Post

Search NeurIPS-2022 Similar Papers

This article is about simplifing the steps of achieving similar document retrieval and deploying it in Streamlit app. Sentences are embedded with S-BERT and indexed using Annoy Index.

Gather data

Here, BeautifulSoup library is used in scraping the NeurIPS-2022 papers. While thinking of scraping, the url of each paper is changing with respect to unique event id.
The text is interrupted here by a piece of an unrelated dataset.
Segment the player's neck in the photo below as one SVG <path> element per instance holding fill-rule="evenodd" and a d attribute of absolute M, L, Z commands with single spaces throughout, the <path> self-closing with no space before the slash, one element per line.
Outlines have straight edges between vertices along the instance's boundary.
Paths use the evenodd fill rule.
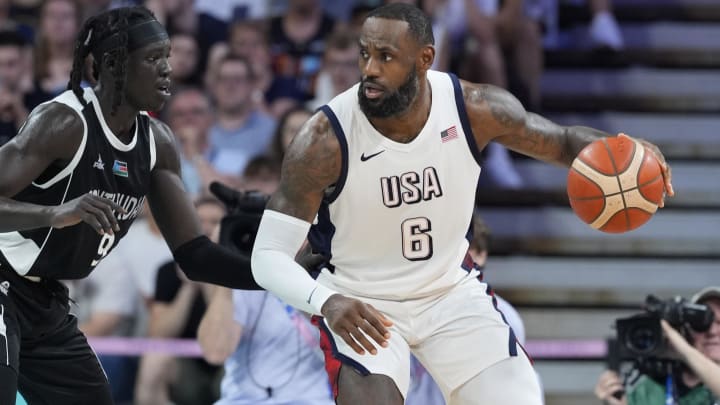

So, It was easier to get the each paper information.

Gathered information :

  • Title : Research paper title
  • Abstract : Abstract of paper
  • paper url : link to the paper
  • paper url id : url link id to acces the paper from id.

How data looks,

head_scraped.png

Sentence embeddings

Using SentenceTransformers we can get the embeddings of sentence, SentenceTransformers is a Python framework for getting text and image embeddings.

we have \(\textbf{title}\) and \(\textbf{abstract}\) as input, join and create a single input and get the embeddings using SentenceTransformers library, pretrained weights of Sci-BERT(pritamdeka/S-Scibert-snli-multinli-stsb) is used to get better representation of scientific papers.

Annoy

Using embeddings, Annoy indexes papers based on the trees.

It will inspect up to search \(k\) nodes during the query and gives the topk indexes.

Since we have embeddings, instead of word index, Annoy has method to search based on vector ie, getnnsbyvector and returns the closest k items.

Web app

I have created web app using streamlit. It gives topk nearest neighbors of research papers.

web_app_neurips.png